Les préférences des États membres se révèlent trop disparates. Le rapport à la Chine en témoigne : certains y voient les opportunités économiques qu’elle semble fournir, d’autres une puissance dangereuse à contrebalancer ; certains pensent que la question des droits de l’homme doit être évacuée de la relation, d’autres ne souhaitent pas abandonner une approche plus normative, etc. L’opération séduction de Pékin en Italie, commencée avant l’épidémie et poursuivie depuis, n’est pas anodine et ne rencontre aucune réponse commune.

On pourrait ajouter à l’argument de Cottey que chacun des pays est pris dans des contradictions internes. Le cas de l’Allemagne l’illustre bien, dont la « condition géopolitique » coïncide de plus en plus mal avec sa « condition géo-économique ». Alors que le pays pourrait se faire le promoteur pacifiste des valeurs démocratiques et de la méthode multilatérale, il nourrit sa machine productive de composants venus d’un hinterland oriental gagné par le modèle de la démocratie « illibérale » (lire notre article sur la Hongrie), et trouve une part non négligeable de ses débouchés dans la Chine autoritaire. Voyant s’éloigner  la perspective d’un parapluie sécuritaire américain à moindre coût et d’un partenaire atlantique fiable, l’Allemagne ne pourrait compter sur la défense française qu’en accordant des concessions budgétaires et monétaires auxquelles elle s’est jusque-là refusée.

On comprend les craintes exprimées fin février par Louis Gautier, ancien secrétaire général de la Défense et de la Sécurité nationale. « Les Européens pourraient se retrouver – sans en avoir les moyens – chargés de l’équilibre, de la sécurité et de la stabilité du continentexpliquait-il au FigaroLes défis de sécurité exigent une unité politique très forte de l’Europe, mais elle n’existe pas, car tous les pays sont absorbés par leurs agendas nationaux. » La gestion de la crise sanitaire le confirme, faisant dire au professeur de science politique Jean-Michel De Waele que « l’idée européenne est peut-être moins ancrée dans les cultures des États-nations, des responsables et des citoyens que ce qu’on pensait ».

Le nouveau coronavirus, après avoir emprunté tous les circuits de la mondialisation contemporaine lors de sa diffusion, met à nu les failles d’un ordre libéral international en progressive dislocation, qui s’achemine moins vers un concert égalitaire des nations pour traiter les problèmes globaux, que vers des rapports de force asymétriques et instables. Des signaux faibles pointent toutefois vers l’émergence de coopérations internationales nouvelles (lire l’article de François Bonnet).

Par ailleurs, la marche du monde ne se réduit pas au choc des froides créatures étatiques qui le composent.
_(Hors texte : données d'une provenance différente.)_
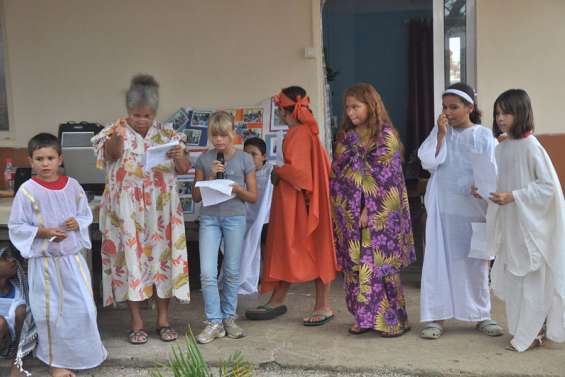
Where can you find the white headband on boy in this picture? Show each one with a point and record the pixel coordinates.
(461, 94)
Ignorer les réalités et les rivalités de l’ordre international est certes impossible pour qui souhaite défendre les principes de liberté humaine, d’égalité sociale et de soutenabilité écologique. Mais la politique externe des États est influencée, du moins en partie, par leur politique interne. En ce sens, les multiples soulèvements populaires et démocratiques de l’année 2019 ne doivent pas faire désespérer des revendications que peuvent faire valoir les sociétés mobilisées contre les dérives oligarchiques et autoritaires.
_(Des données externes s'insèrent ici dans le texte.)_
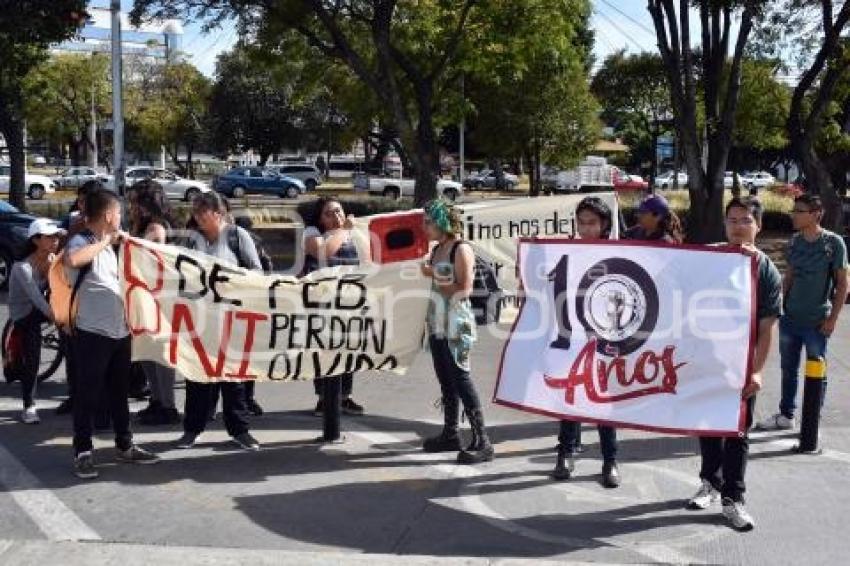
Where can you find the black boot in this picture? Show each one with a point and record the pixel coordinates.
(480, 449)
(610, 474)
(448, 440)
(564, 465)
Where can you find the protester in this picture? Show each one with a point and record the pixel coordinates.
(150, 218)
(452, 332)
(28, 307)
(815, 289)
(328, 243)
(724, 460)
(593, 222)
(212, 236)
(656, 222)
(100, 336)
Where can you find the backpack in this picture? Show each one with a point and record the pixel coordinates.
(233, 244)
(486, 298)
(63, 294)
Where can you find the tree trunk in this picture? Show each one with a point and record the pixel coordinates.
(13, 132)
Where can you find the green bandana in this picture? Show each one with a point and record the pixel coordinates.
(438, 212)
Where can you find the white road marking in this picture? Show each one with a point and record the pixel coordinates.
(53, 517)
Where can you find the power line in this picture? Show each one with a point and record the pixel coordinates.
(638, 23)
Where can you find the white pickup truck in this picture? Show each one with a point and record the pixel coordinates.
(395, 188)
En conclusion de sa Géohistoire de la mondialisation (Armand Colin, 2015), Christian Grataloup insiste sur la destinée commune de l’humanité. Quoique vécue sur un mode inégal, l’expérience de la pandémie frappe quasi simultanément des milliards d’individus comme peut-être aucun autre événement auparavant. « Un sentiment d’identité inédit se fait peut-être jour, écrit le géographe. Le monde n’est plus simplement un système spatial économique et démographique, il devient un territoire. […] Alors que, depuis les Grandes Découvertes, le niveau mondial n’a cessé de s’étendre, résolvant ainsi bien des contradictions, il faut maintenant apprendre à l’épaissir, à lui donner plus de consistance sous peine de le laisser se déliter dans les tensions de l’international.